Across all embedding types and clustering algorithms, both agentic and tree-based labeling strategies lead to statistically significant gains in performance across precision and specificity metrics, at the price of a smaller decrease in Recall.

This change is not surprising, as both the Agentic and Tree generation approach push the LLM towards more specific labels that are easier to discriminate, but may accidentally lead to excluding items that should be included.

To see this effect, let’s examine individual clusters that have a large increase in MCC when named by an agent instead of the “flat” labeling across all of our experiments:

It is worth noting that the agentic approach seems especially suited for naming clusters where the distinguishing feature is a kind of meta-feature - such as the two above examples where the cluster was correctly defined by the language, not the subject itself.

Final Thoughts on Shortcomings

The text-embedding-LLM label pipeline is incredibly helpful to discover interpretable categories in natural language data, and is especially useful when coupled with downstream analysis and visualization.

However, we have found two key shortcomings of this approach.

Arbitrariness of Embedding Space

Off-the-shelf semantic embeddings restrict discovery to categories that the embedding space already considers to be close. This does not easily allow for specifying attributes that may be more relevant for the downstream analysis.

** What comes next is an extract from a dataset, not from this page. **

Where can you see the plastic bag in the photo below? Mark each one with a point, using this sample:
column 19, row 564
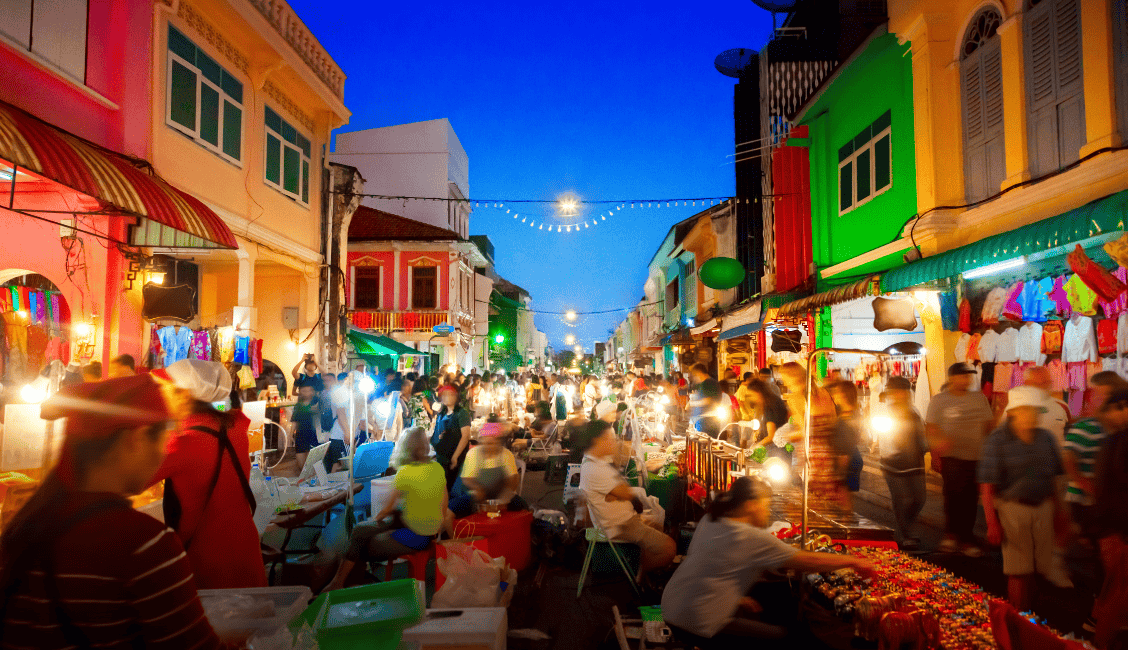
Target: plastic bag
column 474, row 579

One potential way to solve this issue is the use of “instruction-tuned” semantic embeddings, which can have natural language task instructions affect the features of the calculated embedding.

Misalignment with Process Mining

If the individual pieces of text come from a larger process (such as our use-case at Rival for reasoning trajectories), embedding them in isolation destroys the information given by their position in the process as a whole.

By using these embeddings as-is to discover discrete states, the final states will have no “awareness” of the fact they belong to a process. There are obviously many scenarios in which this is not a valid assumption: “hello” at the beginning of a conversation is not the same as a “hello” in the middle.

We believe this limits our ability to depend on this workflow for deeper analysis of agents, especially in high-consequence production environments. An approach to mine “process-aware” states from raw text will require a different set of techniques.